Solving Differential Equation Using Reduction of Order

[giodude]

Hello,
I'm working on the following differential equation:In problem 23 through 30 use the method of reduction of order to find a second solution of the given differential equation.
27. xy'' - y' + 4*x^3*y = 0, x > 0; y_1(x) = sin(x^2)
I begin my solution by writing out the known equations of y, y', y'' in terms of v and y_1. I also differentiate y_1 to find y_1', y_1'':
Let v denote v(x):
y = v*y_1
y' = v'*y_1 + v*y_1'
y'' = v''*y_1 + 2v'y_1' + v*y_1''

y_1 = sin(x^2) (given)
y_1' = 2*x*cos(x^2)
y_1'' = 2*cos(x^2) - 4*x^2*sin(x^2)

Next, I plug y, y', and y'' into the original differential:
x*(v''*y_1 + 2*v'*y_1' + v*y_1'') - v'*y_1 - v*y_1' + 4*x^3*v*y_1 = 0
x*v''*y_1 + (2*x*y_1' - y_1)*v' + (xy'' - y' + 4*x^3*y)v = 0 (the coefficient of v is our original differential so we may set that to 0)
x*v''*y_1 + (2*x*y_1' - y_1)*v' = 0
v'' + (2*x*y_1' - y_1) / (x*y_1)*v' = 0

Now we need to solve this first order differential equation (I use integration factors to solve):
d[mu]/dx = (2*x^2*cos(x^2)/xsin(x^2) - sin(x^2)/(x*sin(x^2))) * mu
d[mu]/dx = (2*x*cot(x^2) - 1/x)*mu
(1/mu)*d[mu]/dx = 2*x*cot(x^2) - 1/x

Differentiating both sides:
ln(mu) = -ln(sin(x^2)) - ln(x)

Exponentiating both sides:
mu = 1/(x*sin(x^2))

Plugging the integrating factor back in we get:
d[(1/(x*sin(x^2))) * v']/dx = 0
1/(x*sin(x^2)) * v' = C_1
v' = C_1*x*sin(x^2)

Integrating v':
v = -C_1*(1/2)*cos(x^2) + C_2

We can collapse -C_1*(1/2) into a C_1 to represent that entire constant term. Solving for y by computing v*y_1:
y = C_1*cos(x^2)*sin(x^2) + C_2*sin(x^2)

The answer in the textbook I'm using says that y_2 = cos(x^2), however this indicates a solution of y_2 = cos(x^2)*sin(x^2). Is this an interpretation problem such that this answer does in fact suggest y_2 = cos(x^2) or did I go wrong somewhere within my process of solving?

Thank you!

 

[pasmith]

I don't agree with your result for [itex]v[/itex].

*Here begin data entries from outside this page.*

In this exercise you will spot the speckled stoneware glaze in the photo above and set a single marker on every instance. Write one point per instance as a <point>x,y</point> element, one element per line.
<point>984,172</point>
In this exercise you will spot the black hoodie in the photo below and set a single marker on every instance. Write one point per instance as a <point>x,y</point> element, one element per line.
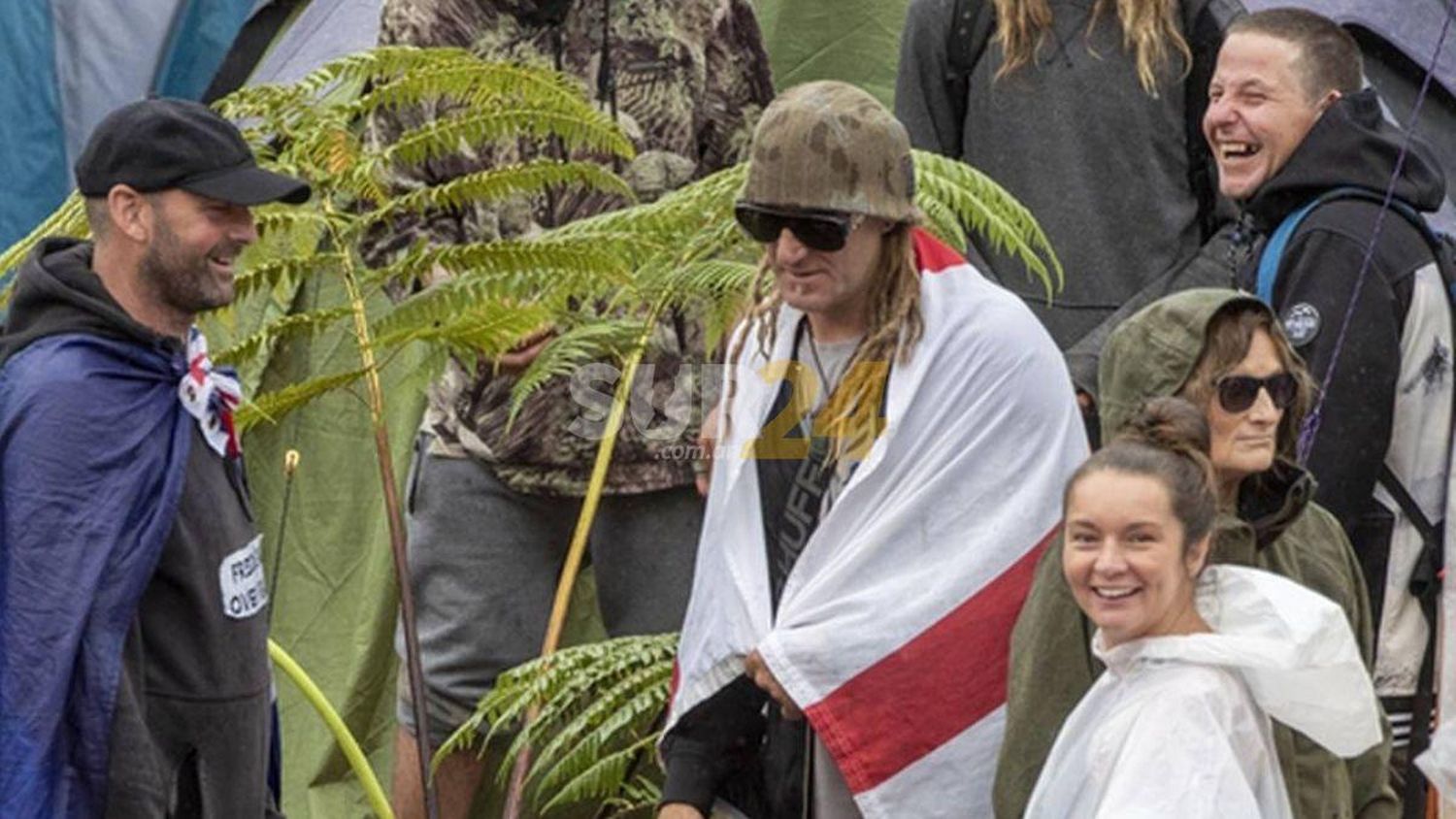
<point>57,293</point>
<point>1350,145</point>
<point>189,732</point>
<point>1353,146</point>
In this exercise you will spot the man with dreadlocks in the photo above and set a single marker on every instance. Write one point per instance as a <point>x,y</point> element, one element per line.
<point>1363,294</point>
<point>896,435</point>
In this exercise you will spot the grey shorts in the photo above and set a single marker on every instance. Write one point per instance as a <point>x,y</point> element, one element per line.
<point>485,562</point>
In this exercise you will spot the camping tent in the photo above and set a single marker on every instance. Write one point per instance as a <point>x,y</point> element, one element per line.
<point>66,61</point>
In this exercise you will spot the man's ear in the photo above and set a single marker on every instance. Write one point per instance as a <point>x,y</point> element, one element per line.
<point>130,213</point>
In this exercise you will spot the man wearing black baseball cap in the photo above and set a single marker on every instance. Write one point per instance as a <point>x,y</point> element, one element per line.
<point>134,673</point>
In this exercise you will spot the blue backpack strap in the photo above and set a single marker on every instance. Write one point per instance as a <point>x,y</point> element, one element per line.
<point>1274,249</point>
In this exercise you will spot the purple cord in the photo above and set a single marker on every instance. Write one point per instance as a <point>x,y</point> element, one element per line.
<point>1310,428</point>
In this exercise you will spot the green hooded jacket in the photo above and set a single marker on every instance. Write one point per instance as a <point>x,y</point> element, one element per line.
<point>1277,528</point>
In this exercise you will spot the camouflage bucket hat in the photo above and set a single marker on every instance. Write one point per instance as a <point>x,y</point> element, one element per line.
<point>830,146</point>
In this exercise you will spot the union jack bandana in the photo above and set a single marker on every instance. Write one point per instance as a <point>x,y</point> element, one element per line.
<point>210,396</point>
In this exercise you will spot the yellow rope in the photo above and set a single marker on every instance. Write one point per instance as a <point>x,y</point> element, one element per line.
<point>341,732</point>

Your equation for [itex]v'[/itex] can be reduced to [tex]
\begin{split}
0 &= xy_1v'' + (2xy_1' - y_1)v' \\
&= \frac{x^2}{y_1} \left( \frac{y_1^2}x v'' + \left( \frac{2y_1y_1'}{x} - \frac{y_1^2}{x^2}\right)v'\right) \\
&= \frac{x^2}{y_1} \frac{d}{dx}\left( \frac{y_1^2 v'}{x}\right) \end{split}[/tex] from which it follows that [tex]v' = \frac{Cx}{y_1^2} = \frac{Cx}{\sin^2(x^2)}.[/tex] Comparing this to your working suggests that something has gone wrong in your application of the integrating factor method, so I would suggest you try that again.

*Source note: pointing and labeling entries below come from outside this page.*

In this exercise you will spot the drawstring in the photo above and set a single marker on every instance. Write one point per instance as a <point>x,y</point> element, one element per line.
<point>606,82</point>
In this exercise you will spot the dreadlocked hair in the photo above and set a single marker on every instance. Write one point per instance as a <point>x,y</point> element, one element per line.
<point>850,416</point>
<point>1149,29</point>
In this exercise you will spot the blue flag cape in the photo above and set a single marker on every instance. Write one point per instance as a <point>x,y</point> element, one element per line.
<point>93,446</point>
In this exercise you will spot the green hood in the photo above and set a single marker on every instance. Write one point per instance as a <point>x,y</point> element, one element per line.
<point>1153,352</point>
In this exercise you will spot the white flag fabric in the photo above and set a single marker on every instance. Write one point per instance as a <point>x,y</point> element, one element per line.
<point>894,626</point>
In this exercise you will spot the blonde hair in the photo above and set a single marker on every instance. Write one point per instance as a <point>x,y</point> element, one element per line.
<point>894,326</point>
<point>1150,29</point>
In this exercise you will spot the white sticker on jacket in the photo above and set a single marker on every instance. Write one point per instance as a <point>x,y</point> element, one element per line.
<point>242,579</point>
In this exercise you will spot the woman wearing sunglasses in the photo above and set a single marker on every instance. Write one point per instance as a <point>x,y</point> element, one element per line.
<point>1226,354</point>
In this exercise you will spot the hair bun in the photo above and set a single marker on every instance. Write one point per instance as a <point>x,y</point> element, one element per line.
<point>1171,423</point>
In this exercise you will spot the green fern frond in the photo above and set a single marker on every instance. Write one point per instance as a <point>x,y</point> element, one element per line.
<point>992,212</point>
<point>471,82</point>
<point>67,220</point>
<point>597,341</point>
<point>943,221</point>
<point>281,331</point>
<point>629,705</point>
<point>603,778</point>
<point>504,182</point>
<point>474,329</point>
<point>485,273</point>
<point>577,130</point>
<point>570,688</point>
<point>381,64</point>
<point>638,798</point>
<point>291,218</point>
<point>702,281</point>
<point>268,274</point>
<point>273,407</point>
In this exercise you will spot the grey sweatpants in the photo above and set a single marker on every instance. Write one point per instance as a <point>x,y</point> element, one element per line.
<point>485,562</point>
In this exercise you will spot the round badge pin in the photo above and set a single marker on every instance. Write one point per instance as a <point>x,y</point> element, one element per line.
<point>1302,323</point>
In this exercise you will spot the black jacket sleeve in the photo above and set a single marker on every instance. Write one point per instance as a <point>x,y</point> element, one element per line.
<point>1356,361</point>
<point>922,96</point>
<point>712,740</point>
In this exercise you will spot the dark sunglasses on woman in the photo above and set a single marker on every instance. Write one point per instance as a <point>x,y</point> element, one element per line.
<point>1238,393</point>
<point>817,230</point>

My equation for [itex]v'[/itex] can be integrated by substitution, leading to the book's answer.

 

[giodude]

Differentiating both sides:
ln(mu) = -ln(sin(x^2)) - ln(x)

Oh, found my two mistakes:
(1) I dropped the two when integrating 2*x*cot(x^2).
(2) I added a negative (mixed up with tan(x^2)) when integrating cot(x^2).

Fixing these two leads to the proper answer. Thank you!